Agriculture – Black Sea Grain deal renewed

Grains came under pressure yesterday after Russia agreed to renew the Black Sea grain deal, which will allow the export of Ukrainian agricultural products through Black Sea ports for another 120 days. There were no major changes made to the terms and conditions of the previous deal. While this will come as a relief, it probably is still worth pricing in some form of supply risk when it comes to Black Sea grains, given the risk that Russia could still pull out of the deal. The latest data from the UN shows that Ukraine has shipped over 11mt of wheat, corn, sunflower oil, and other goods from three ports located in the Odesa region since exports resumed in August.

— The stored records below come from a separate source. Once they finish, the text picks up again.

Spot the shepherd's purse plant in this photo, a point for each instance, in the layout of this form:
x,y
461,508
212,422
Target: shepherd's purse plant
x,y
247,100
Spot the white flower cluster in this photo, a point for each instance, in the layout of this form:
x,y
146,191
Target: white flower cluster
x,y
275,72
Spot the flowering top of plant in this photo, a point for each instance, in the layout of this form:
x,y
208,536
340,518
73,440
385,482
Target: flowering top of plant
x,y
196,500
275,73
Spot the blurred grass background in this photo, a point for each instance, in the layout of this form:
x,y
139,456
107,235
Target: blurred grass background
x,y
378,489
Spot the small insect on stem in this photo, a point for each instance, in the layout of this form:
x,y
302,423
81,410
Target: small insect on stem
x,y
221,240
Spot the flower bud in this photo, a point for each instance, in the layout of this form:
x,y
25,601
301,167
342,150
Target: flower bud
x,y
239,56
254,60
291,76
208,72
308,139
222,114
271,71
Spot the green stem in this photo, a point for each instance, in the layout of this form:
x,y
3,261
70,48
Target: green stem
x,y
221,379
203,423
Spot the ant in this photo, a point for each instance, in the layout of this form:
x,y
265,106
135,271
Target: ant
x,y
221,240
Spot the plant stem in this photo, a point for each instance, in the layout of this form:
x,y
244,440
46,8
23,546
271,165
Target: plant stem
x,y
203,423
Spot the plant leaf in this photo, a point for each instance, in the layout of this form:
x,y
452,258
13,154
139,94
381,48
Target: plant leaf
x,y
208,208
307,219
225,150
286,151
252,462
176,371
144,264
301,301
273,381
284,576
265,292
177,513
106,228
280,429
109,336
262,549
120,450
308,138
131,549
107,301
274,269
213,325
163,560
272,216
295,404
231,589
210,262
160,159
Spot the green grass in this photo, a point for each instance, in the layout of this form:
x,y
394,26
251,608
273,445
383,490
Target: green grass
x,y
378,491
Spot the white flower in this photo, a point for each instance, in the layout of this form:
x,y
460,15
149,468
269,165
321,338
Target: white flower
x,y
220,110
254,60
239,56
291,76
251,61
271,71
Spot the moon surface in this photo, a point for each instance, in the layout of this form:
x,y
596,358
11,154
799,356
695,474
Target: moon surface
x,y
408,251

According to the International Sugar Mills Association (ISMA), India has entered contracts for the export of around 3.5mt of sugar so far for the 2022-23 season. Exports in October totaled around 0.2mt, below the 0.4mt shipped over the same period last year. ISMA also reported that mills have produced 2mt of sugar through until 15 November for the season that started 1 October, slightly lower than the 2.1mt produced over the same period last year. Lower production appears to be due to a number of mills in the West starting operations later this season.